It all started before dawn.
Hungarian police marched into a cornfield where thousands of migrants and refugees were sleeping. With all detention centers full, many people had been camping out here for days after crossing the Hungary-Serbia border.
Police roused people from their tents at 3 a.m. They scrapped the fingerprinting they've been struggling with for days and rushed asylum-seekers onto green military buses, windows blocked out with cardboard and plywood.
"At first, it was difficult to communicate because a lot of the policemen don't even speak English. So we couldn't tell the people here what's going on and where they would be brought," says Victoria Cams, a German volunteer who was working the night shift at an aid station. "They were just, like, really roughly getting everyone out very fast. Just, 'Go, go go! Go to the bus!' "
They boarded buses bound for the Austrian border. Hungary is clearing out its detention camps ahead of emergency laws that take effect Tuesday. Starting then, migrants will be arrested. Crossing borders without a visa will carry a prison sentence.
Hundreds of Hungarian soldiers and police patrol a 13-foot-high fence that stretches along the whole 110-mile border with Serbia. This is where nearly 200,000 people have entered Hungary so far this year, officials say. One of the last openings in the fence was closed Monday.

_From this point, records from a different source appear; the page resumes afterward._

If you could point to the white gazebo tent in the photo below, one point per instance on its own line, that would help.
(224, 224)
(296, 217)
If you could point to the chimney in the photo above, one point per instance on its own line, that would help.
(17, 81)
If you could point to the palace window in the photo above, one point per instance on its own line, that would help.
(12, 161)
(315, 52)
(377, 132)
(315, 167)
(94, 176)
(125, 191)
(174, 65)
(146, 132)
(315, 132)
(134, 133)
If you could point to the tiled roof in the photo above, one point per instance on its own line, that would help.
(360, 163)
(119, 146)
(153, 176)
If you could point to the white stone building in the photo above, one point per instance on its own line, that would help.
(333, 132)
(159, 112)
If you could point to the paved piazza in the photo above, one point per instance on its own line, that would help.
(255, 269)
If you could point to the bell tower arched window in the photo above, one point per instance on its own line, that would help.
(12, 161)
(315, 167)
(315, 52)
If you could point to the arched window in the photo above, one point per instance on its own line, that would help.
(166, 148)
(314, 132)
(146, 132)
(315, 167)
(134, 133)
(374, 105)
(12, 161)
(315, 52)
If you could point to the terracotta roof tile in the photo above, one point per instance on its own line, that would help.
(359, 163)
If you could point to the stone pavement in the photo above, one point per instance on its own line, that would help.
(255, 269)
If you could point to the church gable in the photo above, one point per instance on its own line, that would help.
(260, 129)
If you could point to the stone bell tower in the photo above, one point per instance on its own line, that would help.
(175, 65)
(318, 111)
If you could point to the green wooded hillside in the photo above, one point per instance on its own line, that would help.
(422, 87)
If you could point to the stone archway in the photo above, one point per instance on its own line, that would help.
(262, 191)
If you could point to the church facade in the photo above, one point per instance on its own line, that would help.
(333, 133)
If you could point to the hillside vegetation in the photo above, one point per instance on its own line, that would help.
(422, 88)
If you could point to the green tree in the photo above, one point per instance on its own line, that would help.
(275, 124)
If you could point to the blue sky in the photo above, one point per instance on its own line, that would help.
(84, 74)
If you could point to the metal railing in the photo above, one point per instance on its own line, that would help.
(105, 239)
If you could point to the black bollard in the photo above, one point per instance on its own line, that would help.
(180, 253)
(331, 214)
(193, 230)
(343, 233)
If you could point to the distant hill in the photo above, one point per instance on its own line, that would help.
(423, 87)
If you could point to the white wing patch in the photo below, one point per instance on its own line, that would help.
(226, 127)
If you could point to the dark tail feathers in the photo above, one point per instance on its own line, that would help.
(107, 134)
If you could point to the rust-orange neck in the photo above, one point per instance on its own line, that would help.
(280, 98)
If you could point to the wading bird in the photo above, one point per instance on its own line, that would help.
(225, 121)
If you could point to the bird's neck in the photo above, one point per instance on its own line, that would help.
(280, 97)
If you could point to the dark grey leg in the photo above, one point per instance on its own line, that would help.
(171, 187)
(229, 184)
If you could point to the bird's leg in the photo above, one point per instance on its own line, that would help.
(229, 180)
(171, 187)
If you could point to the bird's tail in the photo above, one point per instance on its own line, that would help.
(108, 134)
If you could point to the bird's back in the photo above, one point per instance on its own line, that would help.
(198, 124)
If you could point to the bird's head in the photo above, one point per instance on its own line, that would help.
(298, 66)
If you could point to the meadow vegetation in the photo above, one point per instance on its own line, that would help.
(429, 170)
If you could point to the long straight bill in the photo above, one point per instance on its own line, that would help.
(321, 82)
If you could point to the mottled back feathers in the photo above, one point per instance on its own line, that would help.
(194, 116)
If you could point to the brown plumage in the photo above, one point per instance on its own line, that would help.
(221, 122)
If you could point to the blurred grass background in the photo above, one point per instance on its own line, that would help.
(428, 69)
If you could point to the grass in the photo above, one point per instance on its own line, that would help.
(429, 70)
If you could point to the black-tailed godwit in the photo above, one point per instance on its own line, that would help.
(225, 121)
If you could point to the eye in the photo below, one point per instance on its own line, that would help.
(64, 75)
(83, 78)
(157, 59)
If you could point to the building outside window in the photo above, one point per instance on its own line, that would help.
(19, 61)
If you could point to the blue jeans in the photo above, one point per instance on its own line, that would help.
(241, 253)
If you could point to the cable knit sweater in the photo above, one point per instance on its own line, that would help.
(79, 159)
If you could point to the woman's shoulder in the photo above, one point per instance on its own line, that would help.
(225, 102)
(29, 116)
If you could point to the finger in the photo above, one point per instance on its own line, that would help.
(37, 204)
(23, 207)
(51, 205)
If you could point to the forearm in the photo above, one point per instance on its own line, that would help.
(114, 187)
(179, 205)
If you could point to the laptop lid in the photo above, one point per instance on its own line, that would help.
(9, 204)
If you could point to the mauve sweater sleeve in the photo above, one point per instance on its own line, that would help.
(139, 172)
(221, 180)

Among the last to cross through the opening, over railway tracks, was a group of Syrians. They want to reach Germany, and they refer to Chancellor Angela Merkel as "Mama Merkel."
"Because she's like my mother!" says Nader Atasi, from Homs. "We love her. All Syrians love Merkel because she helps Syria."
But now Germany is reinstating passport checks at its borders. The color drains from the face of a frail, older man, Abu Hamza Abazi, when he hears that news.
"Nooo!" he says as he turns away, his shoulders slumped. He's from Daraa, Syria, but has lost his I.D. card, he says. He's been on the road 20 days.
"I am going! I am going to Germany," he vows. But he looks defeated.
Many of the migrants and refugees who crossed into Hungary on Monday left their homes in the Middle East just two or three weeks ago, after seeing television footage of their countrymen streaming into Europe. On arrival, they're surprised to learn they're among the last to be allowed into Hungary — and that other countries are also tightening restrictions.
Most say they don't believe they'll be turned away once they're here.
"We heard about that, but we thought it is just — what can I say? We have a doubt about this news," says Ahsan al-Najar, from Damascus. "A lot of people are following after us, too. I think the United Nations and other organizations will find a solution."
Up to 30,000 more people are reportedly on their way northward from Serbia. They may reroute to Croatia or Romania. They can no longer pass here.
At dusk, Hungarian military vehicles arrive. Police unfurl chain-link fencing across the railroad tracks. They top it with coils of razor wire.
This European Union frontier is now sealed.
Among those watching from the Hungarian side of the fence is Amirali Husseini, an Iranian who attends medical school in nearby Szeged. He came to the border as a volunteer translator, to help Hungarian authorities communicate with Farsi- and Dari-speaking migrants from Afghanistan or Iran. But he's held back from the border by police.
"We saw a pregnant lady who was trying to cross the border. They told her she needs to go back to Serbia," Husseini says. "And she could barely walk."
As night falls, Hungarian soldiers and mounted police patrol the fence. On the Serbian side, there's rustling in the high brush as migrants and refugees make their way through a cornfield, searching for another path into the European Union.